Her ne kadar yeni ilaçlar ile ilgili çalışmalara yoğun biçimde devam etse de bugün için kemoterapi uygulamalarımız halen devam etmektedir, bazı hastalarda ve hastalıklarda ise örneğin akciğer kanseri, prostat kanseri, troid kanserleri, malign melanom gibi, giderek kemoterapilerden uzaklaşma yolundayız. Yeni geliştirilen tedavi yöntemleri ve ilaçlar gelecekte hastaların makus talihlerini yenmelerine, durumlarının daha da iyileşmesine ve belki de bugün için, bizim şu anda ki tedavilerle tam şifa sağlayamadığımız evrelerde kanser hastalığının tamamen ortadan kaldırılmasını sağlayabilecektir” dedi.
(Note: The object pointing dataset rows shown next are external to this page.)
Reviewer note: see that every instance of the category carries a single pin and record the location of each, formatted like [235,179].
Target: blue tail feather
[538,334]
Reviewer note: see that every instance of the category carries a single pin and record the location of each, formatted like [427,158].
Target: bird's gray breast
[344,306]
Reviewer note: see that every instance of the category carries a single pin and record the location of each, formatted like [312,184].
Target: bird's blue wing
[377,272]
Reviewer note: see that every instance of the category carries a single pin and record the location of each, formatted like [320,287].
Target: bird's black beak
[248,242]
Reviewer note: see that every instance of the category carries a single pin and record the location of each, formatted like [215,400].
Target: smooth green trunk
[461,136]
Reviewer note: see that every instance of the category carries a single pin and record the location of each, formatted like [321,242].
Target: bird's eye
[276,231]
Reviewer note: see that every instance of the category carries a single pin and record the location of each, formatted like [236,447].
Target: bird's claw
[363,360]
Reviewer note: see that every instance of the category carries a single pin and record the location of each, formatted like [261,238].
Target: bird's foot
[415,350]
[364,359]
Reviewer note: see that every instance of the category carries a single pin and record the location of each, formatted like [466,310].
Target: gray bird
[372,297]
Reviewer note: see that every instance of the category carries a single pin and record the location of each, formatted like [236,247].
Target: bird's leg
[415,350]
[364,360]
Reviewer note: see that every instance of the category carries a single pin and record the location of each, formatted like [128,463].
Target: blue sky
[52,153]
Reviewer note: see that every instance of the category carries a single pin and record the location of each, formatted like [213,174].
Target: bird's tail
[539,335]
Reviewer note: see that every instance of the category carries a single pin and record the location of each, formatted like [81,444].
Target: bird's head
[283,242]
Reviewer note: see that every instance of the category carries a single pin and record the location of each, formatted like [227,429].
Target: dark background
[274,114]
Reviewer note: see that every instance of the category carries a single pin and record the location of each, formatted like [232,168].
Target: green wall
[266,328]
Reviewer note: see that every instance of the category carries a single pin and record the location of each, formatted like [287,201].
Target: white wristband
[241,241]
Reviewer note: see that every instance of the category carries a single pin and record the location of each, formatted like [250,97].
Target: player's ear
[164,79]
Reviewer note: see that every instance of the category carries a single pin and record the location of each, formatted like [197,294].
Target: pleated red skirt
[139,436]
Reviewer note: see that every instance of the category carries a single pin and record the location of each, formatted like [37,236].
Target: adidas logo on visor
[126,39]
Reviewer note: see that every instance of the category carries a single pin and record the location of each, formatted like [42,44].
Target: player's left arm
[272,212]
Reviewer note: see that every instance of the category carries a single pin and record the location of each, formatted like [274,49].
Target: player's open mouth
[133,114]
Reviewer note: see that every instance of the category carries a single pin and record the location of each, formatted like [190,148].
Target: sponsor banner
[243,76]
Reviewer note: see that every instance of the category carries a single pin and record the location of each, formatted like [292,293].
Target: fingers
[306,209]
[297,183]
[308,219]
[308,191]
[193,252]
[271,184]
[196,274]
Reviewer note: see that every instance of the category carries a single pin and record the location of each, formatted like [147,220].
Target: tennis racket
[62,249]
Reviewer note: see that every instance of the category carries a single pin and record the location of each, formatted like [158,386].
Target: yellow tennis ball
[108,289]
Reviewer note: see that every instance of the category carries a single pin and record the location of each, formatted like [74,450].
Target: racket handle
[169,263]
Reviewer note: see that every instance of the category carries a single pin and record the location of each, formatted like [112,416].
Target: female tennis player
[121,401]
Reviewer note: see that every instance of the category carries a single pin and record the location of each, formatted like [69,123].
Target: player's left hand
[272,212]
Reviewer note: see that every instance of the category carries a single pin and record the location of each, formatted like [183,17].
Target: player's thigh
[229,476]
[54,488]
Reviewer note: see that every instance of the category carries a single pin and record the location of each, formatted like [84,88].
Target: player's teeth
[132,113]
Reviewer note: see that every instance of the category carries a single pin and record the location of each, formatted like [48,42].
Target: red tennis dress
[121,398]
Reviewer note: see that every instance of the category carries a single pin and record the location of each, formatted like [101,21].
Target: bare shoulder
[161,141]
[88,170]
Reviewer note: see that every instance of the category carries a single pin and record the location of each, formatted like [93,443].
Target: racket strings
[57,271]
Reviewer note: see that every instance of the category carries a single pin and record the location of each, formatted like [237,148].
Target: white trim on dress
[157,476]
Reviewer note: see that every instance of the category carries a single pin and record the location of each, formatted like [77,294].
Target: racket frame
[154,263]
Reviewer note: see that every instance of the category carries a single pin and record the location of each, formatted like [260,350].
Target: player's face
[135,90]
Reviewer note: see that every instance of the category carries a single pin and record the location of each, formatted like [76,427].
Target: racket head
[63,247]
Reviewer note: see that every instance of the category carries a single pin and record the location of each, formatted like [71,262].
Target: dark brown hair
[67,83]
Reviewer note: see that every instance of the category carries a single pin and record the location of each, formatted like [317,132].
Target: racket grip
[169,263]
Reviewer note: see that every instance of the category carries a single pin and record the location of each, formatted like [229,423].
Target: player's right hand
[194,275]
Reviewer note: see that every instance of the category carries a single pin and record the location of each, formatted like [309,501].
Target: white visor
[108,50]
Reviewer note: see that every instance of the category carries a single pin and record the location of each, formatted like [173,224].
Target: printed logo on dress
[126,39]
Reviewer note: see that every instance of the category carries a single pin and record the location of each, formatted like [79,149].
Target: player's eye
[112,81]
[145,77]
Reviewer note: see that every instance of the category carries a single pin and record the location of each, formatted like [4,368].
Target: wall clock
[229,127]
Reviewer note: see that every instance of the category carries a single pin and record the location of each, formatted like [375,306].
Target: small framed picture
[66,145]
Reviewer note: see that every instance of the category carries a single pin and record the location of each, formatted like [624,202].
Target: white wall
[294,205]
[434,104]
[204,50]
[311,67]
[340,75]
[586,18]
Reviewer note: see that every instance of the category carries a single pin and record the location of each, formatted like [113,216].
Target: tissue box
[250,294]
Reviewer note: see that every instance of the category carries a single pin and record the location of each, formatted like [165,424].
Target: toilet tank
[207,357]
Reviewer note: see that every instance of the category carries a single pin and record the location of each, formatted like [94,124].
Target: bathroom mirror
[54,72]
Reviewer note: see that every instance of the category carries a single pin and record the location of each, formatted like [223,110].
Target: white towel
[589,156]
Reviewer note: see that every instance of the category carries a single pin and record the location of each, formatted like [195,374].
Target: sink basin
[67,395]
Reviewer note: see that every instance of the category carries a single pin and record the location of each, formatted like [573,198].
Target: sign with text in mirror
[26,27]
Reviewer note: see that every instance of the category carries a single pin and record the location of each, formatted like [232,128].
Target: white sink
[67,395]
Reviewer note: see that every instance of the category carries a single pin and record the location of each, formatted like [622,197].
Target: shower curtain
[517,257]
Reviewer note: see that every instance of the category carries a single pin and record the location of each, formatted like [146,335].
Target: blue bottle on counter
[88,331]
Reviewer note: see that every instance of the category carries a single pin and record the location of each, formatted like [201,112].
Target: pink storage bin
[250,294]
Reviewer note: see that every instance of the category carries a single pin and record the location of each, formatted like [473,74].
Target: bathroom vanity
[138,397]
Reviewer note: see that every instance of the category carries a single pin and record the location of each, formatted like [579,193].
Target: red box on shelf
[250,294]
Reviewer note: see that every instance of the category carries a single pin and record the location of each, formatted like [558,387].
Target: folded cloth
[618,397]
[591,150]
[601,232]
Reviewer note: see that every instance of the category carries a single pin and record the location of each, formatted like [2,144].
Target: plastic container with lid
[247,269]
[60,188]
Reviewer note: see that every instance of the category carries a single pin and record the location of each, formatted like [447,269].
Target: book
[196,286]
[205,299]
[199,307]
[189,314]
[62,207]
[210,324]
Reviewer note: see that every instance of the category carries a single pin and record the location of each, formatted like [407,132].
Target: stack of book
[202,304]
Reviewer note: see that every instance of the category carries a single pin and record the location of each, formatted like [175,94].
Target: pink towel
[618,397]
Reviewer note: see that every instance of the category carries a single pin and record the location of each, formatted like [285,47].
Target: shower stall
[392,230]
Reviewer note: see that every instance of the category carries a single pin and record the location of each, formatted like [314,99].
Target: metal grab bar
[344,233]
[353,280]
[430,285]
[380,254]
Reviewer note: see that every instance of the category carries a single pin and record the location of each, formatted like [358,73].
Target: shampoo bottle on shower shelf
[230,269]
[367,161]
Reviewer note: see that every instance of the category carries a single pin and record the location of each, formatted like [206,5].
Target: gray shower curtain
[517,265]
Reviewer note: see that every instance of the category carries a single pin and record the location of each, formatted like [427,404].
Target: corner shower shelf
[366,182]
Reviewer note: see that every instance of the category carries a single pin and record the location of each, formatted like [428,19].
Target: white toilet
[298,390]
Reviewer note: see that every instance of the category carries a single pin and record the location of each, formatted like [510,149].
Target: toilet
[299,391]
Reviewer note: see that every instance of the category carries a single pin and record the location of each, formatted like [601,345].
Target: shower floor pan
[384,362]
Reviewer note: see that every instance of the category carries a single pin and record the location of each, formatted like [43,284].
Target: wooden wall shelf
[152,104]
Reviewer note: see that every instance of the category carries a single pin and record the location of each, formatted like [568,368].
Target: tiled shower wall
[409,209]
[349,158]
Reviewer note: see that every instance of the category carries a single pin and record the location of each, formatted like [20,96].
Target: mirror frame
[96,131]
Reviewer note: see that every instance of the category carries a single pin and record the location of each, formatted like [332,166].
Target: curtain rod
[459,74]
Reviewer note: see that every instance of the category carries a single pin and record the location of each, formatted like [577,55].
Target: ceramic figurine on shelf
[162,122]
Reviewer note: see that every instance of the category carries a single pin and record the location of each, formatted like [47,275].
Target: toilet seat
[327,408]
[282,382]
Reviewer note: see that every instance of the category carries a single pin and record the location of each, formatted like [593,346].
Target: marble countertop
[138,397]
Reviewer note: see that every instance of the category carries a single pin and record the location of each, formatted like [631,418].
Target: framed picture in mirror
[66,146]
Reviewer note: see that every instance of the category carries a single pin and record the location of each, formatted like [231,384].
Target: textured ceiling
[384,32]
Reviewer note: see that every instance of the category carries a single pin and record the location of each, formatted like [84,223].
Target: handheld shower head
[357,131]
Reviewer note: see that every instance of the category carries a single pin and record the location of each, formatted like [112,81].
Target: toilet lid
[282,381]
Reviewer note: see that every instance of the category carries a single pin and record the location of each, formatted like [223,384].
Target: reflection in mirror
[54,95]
‘MERKEZİMİZ, YENİ CİHAZLARLA MODERN TIP MERKEZİ KONUMUNDA’
Gazi Yaşargil Eğitim ve Araştırma Hastanesi Tıbbi Onkoloji bölümünün yeni cihazlarla çok daha modern bir tıp merkezi konumuna geldiğini ifade eden Doç. Dr. Erdur, “Bugün merkezimizde tam otomatik kemoterapi cihazı faaliyettedir. Yaklaşık 2 aydır aktif bir şekilde kullanılabiliyor. Bu kemoterapi ünitesinin bizim açımızdan ve hasta açısından çok ciddi avantajları var. Uygun dozajda ilacı, insan faktörü olmadan hazırlayıp uygulamaya hazır bir şekilde sunan bir ünite, bu da insanın hata yapma potansiyelini ortadan kaldırıyor. Çok daha hijyenik şartlarda ilacın hazırlanması hem hastalar açısından hem de çalışan personel açısından güvenlik anlamında oldukça iyi şartlar sağlıyor.
Kendi hastanemizde 2023 verilerinden bahsedersek, yaklaşık 650 yeni hasta girişi ve 2 bin 850 civarında aktif hasta takibi ile çalışmalarımıza devam etmekteyiz. Kendi kliniğimizde kemoterapi, İmmunoterapi, moleküler hedefli tedaviler ve hormonal tedavi uygulamaları halihazırda devam etmektedir. Bugün için merkez hastaneler olarak kabul edilen bazı metropol şehirlerdeki hastaneler ile aynı hizmeti, aynı kalitede sunabilecek durumu gelmiş bulunmaktayız. Onkoloji konseylerimiz, radyasyon onkolojisi, girişimsel radyoloji, patoloji, meme tanı polikliniklerimiz, nükleer tıp, radyoloji kliniğimiz, cerrahi klinikler ve tüm branşlardan hekimlerimiz ile metropol şehirlerde sunulan tüm imkanlara sahibiz” diye konuştu.
‘ERKEN TEŞHİS SON DERECE ÖNEMLİ’
Kanserde erken tedavinin son derece önemli olduğuna işaret eden Doç. Dr. Erdur, şöyle dedi:“Bölgemizde genellikle hastalar biraz daha ileri evrelerde bize başvuruyorlar. Bunu azaltılabilmesinin yolu toplumun bilinçlendirilmesi ve bu konuda bilgilendirilmesidir. Tabii bunun için toplu eğitimlerin düzenlenmesi, hasta ve hasta yakınlarının ve sağlıklı vatandaşın bilgilendirilebileceği panellerin yapılması gereklidir. Yani meme kanseri özelinde konuşursak hastaların 20’li yaşlardan itibaren kendi kendilerini muayene edebilecek durumda olmaları gerekmektedir. 20 yaşından itibaren kanser farkındalığı ve kendini muayene, kanserin önlenmesinde, en azında erken evresinde teşhisinde oldukça önemlidir.
Ülkemizde meme kanseri ile ilgili tarama programları var. 40 yaşından sonra hastalara 2 yılda bir mamografik taramalar bakanlığımızca önerilmektedir. Bunun dışında ülkemizde rahim ağzı kanseri ve kalın bağırsak kanserleri ile ilgili de tarama programları var. Bu kanser taramaları ve farkındalığı neden önemli? Evre 1 meme kanseri ile gelmiş olan bir hastanın ömür beklentisi 5 yılda yüzde 90 iken, evre 4’te bir hastanın ömür beklentisi 5 yıl için yaklaşık yüzde 20’lerdedir. Bu da kanser in erken teşhis ve tedavisinin hastaların hayat süresini ne kadar ciddi bir süre uzatılabileceğine dair çok basit bir örnektir.”